“Narratives are directly aligned to our sense of self and how we make sense of the world,” Rory Smith told KGW reporter Cristin Severance. Smith is a member of First Draft, a group formed to study misinformation and find better ways to fight its spread. The COVID-19 pandemic and efforts to contain it – precautionary measures, medical care, vaccine development – have unfortunately provided plentiful opportunities for false and distorted understandings to sprout and spread.
What’s Being Said
The vaccine was developed too quickly to be safe. Multiple vaccines appeared in a short period of time because 1) research had already been taking place on similar viruses, 2) funding was amply provided and 3) so many different groups were working on different approaches to creating a vaccine.
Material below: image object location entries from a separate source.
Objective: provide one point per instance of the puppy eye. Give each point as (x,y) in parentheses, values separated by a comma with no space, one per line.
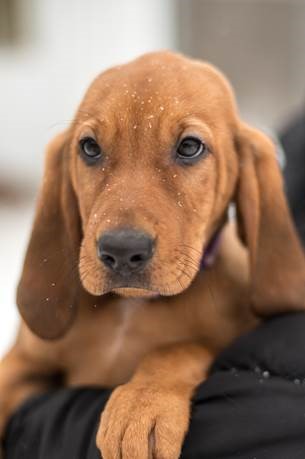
(191,148)
(90,149)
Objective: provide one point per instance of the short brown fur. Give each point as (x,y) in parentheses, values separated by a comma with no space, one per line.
(79,321)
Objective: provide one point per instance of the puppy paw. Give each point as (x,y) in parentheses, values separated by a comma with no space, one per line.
(142,422)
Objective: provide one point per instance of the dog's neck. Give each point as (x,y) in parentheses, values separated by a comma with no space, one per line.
(210,253)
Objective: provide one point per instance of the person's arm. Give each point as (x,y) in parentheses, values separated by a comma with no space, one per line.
(251,406)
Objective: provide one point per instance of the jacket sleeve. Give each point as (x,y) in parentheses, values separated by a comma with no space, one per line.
(251,406)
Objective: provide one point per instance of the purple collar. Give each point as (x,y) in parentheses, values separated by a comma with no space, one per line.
(211,251)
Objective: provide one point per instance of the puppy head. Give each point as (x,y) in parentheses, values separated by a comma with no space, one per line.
(136,188)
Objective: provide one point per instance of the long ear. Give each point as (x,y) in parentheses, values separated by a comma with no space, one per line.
(277,261)
(48,285)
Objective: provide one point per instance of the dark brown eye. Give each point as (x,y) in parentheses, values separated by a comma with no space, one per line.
(190,148)
(90,149)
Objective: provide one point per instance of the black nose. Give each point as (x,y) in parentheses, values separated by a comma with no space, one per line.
(125,251)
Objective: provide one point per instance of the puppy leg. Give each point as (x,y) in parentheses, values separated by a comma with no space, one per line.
(21,376)
(149,416)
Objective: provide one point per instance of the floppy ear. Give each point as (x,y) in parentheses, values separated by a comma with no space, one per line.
(48,285)
(277,261)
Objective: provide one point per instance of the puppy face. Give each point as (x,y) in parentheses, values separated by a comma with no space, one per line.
(153,169)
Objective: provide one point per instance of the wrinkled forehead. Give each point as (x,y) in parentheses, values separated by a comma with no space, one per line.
(158,87)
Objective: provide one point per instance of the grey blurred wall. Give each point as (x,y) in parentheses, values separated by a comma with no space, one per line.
(50,50)
(259,44)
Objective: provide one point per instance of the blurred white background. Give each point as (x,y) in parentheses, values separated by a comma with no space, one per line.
(51,50)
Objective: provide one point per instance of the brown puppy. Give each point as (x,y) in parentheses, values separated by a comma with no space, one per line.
(111,292)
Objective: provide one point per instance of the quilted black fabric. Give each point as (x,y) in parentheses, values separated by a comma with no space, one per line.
(251,407)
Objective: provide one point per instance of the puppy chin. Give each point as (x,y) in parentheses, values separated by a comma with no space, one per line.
(135,293)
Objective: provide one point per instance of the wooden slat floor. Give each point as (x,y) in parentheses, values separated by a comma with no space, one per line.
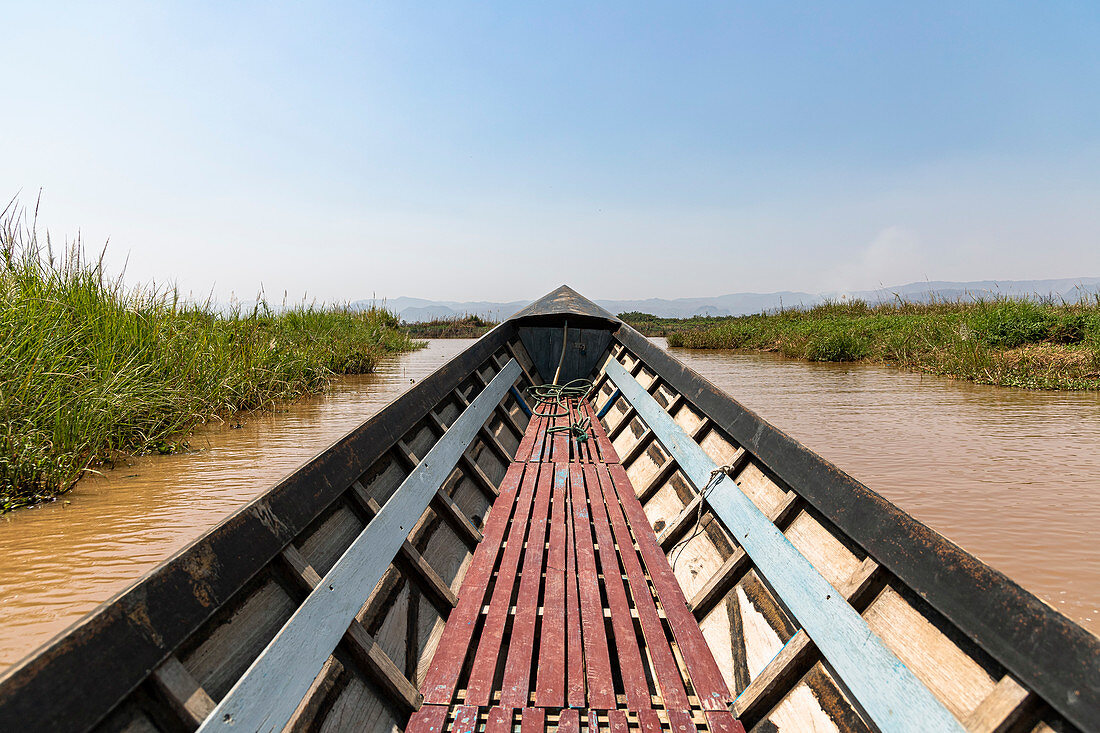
(569,615)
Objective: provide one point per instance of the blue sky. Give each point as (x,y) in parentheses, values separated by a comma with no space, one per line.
(493,151)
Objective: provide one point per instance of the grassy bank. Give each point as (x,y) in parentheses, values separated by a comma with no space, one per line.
(465,327)
(1037,345)
(90,369)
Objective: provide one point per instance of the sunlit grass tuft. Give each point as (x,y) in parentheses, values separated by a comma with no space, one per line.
(90,369)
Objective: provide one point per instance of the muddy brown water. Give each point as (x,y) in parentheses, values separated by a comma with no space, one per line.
(1009,474)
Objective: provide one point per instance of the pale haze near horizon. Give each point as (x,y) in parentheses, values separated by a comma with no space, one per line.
(493,152)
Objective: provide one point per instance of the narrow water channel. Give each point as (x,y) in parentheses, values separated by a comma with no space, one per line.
(61,560)
(1012,476)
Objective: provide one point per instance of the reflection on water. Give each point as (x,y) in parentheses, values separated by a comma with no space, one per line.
(1012,476)
(1009,474)
(61,560)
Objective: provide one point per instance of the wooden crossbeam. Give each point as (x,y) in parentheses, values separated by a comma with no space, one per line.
(184,693)
(409,561)
(363,647)
(887,690)
(792,662)
(265,698)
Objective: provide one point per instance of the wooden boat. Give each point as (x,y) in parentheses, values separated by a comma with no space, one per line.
(453,564)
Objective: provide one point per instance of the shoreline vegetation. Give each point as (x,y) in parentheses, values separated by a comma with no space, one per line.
(91,370)
(459,327)
(1040,345)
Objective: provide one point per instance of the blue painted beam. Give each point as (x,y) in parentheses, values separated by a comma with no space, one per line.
(607,405)
(884,689)
(265,698)
(519,398)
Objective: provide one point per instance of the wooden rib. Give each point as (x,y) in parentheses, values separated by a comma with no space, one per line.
(532,720)
(470,467)
(637,449)
(569,721)
(480,687)
(792,662)
(680,721)
(498,721)
(442,504)
(626,638)
(550,684)
(524,451)
(465,720)
(736,565)
(707,680)
(648,722)
(184,693)
(596,660)
(657,644)
(1001,709)
(453,645)
(450,513)
(517,671)
(376,663)
(409,561)
(429,719)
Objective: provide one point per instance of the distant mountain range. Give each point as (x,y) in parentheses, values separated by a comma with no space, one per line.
(736,304)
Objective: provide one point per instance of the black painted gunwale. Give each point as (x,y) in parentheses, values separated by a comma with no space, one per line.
(1044,649)
(77,678)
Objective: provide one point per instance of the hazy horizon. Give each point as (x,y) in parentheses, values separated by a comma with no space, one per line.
(494,152)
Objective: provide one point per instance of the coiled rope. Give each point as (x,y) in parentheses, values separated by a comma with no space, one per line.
(557,397)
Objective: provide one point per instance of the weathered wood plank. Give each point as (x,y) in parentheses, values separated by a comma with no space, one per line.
(626,639)
(183,691)
(267,693)
(409,561)
(887,690)
(550,682)
(453,645)
(596,659)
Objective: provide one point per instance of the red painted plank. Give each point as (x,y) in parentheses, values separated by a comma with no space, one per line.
(480,687)
(429,719)
(534,720)
(597,662)
(446,666)
(517,669)
(561,438)
(657,643)
(721,721)
(524,451)
(626,638)
(606,449)
(573,637)
(550,685)
(499,720)
(465,720)
(570,721)
(648,721)
(680,721)
(538,447)
(705,677)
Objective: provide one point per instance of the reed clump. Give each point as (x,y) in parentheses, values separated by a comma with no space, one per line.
(470,326)
(1037,343)
(91,369)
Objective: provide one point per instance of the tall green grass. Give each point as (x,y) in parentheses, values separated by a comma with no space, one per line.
(1014,342)
(91,369)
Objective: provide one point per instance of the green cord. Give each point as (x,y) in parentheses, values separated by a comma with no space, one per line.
(559,395)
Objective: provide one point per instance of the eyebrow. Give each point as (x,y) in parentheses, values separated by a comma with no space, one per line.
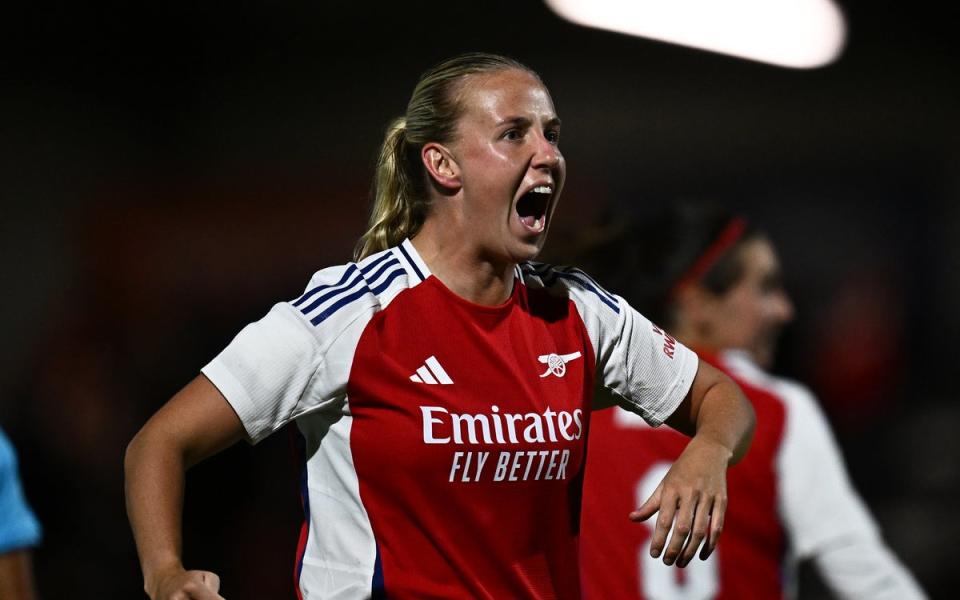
(525,122)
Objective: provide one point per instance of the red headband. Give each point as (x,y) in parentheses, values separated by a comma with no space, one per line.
(714,252)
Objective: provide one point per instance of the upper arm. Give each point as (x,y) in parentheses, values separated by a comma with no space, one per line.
(198,421)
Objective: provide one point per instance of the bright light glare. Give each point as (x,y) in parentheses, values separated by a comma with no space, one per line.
(802,34)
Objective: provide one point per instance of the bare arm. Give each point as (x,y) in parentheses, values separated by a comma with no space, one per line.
(16,576)
(692,497)
(196,423)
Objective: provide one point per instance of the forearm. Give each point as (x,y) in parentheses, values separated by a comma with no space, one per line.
(726,418)
(154,472)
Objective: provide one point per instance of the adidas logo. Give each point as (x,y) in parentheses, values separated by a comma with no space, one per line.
(431,373)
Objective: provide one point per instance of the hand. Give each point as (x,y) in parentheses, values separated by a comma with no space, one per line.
(692,498)
(188,585)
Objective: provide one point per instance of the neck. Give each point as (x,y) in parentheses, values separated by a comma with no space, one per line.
(463,268)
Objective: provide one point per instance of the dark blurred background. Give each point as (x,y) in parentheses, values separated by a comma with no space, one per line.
(169,171)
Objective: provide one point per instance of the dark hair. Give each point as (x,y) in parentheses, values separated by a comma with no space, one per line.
(400,198)
(645,260)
Natural immunity from having been infected and recovering is better. The virus really is deadly, killing hundreds of thousands and leaving many others crippled, possibly for life. Even if you do survive the virus, there is no predicting how long immunity will last.
The vaccine will alter your DNA. The vaccine currently being distributed in the U.S. is based on mRNA – messenger Ribo-Nucleic Acid – a form of RNA that is used to pass information from one cell to another and which never enters the cell nucleus, so physically cannot alter human DNA.
Many different side effects have been reported. A list of over thirty symptoms, some of them severe, some of them quite bizarre-sounding, has been widely distributed, but as the vaccine is being distributed in Oregon, only six side effects have been observed, all of them familiar ones from any vaccination: soreness at the injection site, fever, muscle and joint pain, fatigue, chills, and headache.
First Draft Steps Up
Unfortunately, while shooting down baseless claims feels satisfying and effective, it turns out not to be the most effective way to disentangle a person from a web of falsehoods and misinterpretations.
“You can’t simply debunk or label a narrative,” Smith told Severance. He has learned a lot about persistent myths as a founder of First Draft, a group which unites people in newsrooms, universities, social media platforms, and civil society organizations all over the world. First Draft is named after the journalist Alan Barth’s 1943 observation that “News is only the first rough draft of history,” and seeks to make that draft speak more clearly and accurately to its audience.
“We take so many mental shortcuts, and there are so many cognitive biases that we latch onto what we already believe in,” Smith said. “Social media platforms will reaffirm that by serving as content that kind of adheres, or is similar to our worldviews.”
“I think that the dehumanizing effects of calling it silly or wacko is quite detrimental and that further polarizes people,” Smith said. “That’s just going to further entrench their worldview and it’s going to create this kind of adversarial environment of ‘us’ vs. ‘them,’ which is already a severe issue in the U.S.”